Anurag Kapur - Reflections from QCon London 2015

This year was my first time at QCon, one of the leading software engineering conferences across the world. I felt the talks were mixed bag - some good ones and some not so good ones.

My favourite talk at the conference was “Service Architectures at Scale” by Randy Shoup (https://www.linkedin.com/in/randyshoup). He started by talking about Architecture Evolution with examples from engineering organisations like Google, Twitter, Amazon, eBay etc. Architecture at most of these places started as giant and hard to manage monolith or brittle hacks glued together. These then went through phases of refactoring to evolve into a solid set (in most cases, very large sets ~ 100s) of microservices, each bounded by a business context. Another important point made was that effective architecture comes from a decentralised, bottom-up approach. Centralised, top-down architecture, usually does not work.

What seems like very careful and elegant layering of collaborating services is also something that evolves over the period and was designed bottom-up. An example of Google Service Layering is used to explain this idea.

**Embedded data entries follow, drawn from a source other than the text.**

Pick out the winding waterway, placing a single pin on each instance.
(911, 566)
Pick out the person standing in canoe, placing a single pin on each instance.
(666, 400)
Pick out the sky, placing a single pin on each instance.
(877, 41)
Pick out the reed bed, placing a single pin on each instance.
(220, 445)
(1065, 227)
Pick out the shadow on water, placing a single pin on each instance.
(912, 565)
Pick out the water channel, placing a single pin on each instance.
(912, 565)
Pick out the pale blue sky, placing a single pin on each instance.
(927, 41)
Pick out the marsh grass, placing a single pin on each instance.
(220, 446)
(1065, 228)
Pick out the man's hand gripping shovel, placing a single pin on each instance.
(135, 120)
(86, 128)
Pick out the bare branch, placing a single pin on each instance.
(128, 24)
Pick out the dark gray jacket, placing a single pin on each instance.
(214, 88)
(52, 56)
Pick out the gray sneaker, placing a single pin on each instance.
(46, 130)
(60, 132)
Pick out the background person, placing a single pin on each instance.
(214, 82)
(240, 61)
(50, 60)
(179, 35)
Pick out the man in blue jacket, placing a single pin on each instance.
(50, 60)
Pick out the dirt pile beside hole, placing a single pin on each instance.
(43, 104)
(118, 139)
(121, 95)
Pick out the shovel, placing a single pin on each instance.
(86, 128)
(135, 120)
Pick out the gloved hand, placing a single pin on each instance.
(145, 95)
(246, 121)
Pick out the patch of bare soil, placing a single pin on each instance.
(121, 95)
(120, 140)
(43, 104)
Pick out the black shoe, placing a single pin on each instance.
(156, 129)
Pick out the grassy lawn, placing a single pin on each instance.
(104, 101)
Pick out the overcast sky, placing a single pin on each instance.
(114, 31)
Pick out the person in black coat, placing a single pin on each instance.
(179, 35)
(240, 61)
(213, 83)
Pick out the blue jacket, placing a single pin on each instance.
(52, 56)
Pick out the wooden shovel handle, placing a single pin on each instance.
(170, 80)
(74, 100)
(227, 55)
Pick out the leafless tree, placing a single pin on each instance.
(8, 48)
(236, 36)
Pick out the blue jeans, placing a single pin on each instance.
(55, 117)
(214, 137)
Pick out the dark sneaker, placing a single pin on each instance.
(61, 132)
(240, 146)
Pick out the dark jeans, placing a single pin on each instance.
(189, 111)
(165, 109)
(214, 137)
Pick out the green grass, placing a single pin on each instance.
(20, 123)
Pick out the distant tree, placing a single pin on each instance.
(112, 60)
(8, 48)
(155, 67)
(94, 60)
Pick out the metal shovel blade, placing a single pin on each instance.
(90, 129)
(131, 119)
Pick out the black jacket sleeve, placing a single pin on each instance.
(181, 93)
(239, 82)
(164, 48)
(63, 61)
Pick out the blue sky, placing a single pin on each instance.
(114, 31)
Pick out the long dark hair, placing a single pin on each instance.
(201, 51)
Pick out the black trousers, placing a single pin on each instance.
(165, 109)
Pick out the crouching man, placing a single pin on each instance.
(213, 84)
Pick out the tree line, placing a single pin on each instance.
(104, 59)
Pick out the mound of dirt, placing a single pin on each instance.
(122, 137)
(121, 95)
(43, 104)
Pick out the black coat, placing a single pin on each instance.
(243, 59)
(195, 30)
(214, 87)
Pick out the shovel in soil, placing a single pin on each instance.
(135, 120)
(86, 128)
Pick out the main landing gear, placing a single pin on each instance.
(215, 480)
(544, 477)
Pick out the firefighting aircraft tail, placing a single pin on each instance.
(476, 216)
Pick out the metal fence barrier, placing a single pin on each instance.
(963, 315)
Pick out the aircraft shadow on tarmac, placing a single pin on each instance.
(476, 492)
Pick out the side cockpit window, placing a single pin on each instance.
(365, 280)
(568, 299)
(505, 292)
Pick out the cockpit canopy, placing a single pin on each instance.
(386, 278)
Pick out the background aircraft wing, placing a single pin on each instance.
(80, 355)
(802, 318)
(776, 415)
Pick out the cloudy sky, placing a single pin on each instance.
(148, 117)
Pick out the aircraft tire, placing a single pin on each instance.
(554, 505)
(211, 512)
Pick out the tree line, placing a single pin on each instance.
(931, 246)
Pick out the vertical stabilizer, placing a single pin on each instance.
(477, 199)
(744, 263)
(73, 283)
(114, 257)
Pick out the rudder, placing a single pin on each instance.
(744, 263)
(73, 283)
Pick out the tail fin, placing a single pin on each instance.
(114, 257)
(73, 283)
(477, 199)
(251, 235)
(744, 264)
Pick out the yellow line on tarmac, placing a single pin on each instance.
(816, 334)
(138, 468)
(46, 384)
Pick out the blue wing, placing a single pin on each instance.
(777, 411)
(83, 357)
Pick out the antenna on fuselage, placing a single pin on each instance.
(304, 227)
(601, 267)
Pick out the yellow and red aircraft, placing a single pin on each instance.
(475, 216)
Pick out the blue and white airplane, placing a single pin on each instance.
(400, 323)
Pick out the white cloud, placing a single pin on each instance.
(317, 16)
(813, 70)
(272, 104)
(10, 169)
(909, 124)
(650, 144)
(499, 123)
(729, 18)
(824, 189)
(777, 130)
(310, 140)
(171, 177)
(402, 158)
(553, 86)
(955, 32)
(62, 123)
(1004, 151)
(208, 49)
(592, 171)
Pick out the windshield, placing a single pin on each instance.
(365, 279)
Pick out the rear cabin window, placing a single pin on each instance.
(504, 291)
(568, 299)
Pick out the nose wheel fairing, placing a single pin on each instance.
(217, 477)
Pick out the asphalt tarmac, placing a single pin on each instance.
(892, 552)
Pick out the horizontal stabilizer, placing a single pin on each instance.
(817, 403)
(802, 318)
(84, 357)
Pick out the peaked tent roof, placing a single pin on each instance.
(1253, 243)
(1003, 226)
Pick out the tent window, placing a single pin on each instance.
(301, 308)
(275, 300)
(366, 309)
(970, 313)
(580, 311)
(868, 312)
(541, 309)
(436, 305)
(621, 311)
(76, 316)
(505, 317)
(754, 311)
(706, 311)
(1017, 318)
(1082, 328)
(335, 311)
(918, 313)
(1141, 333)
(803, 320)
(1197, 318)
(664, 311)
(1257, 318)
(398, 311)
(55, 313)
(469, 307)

Each of the below (from left to right) is built over the layer beneath:

Cloud Store (NoSQL service) > Megastore (Geo-scaled - multi DC in a region structured DB) > Bigtable (DC level structured storage) > Colossus (Current generation of Google File System) > Borg (Google Cluster Management Platform)

Architecture evolves. Even the likes of Google, Twitter, Amazon don’t usually get it right the first time. So don’t try to nail it and get it perfect in the first iteration.

Randy then moves on to explore whether the whole idea of decentralised bottom up design is “architecture without an Architect”? He says, it kind of is! He goes on to highlight that there is no role or title at Google with the word “Architect” in it (and here I was going la-la about my recent promotion to the role of a Technical Architect!). An architecture style that is effective, even without a central governing body is one that asks the right questions and encourages teams to think about operational and other requirements they may forget otherwise. Simple way of achieving this could be a checklist saying - “did you think about x”, “what would happen when y goes down” etc etc. A good architect suggests and channels the teams into the right direction by getting teams to think about all important aspects of both development and operational sustenance of services they own.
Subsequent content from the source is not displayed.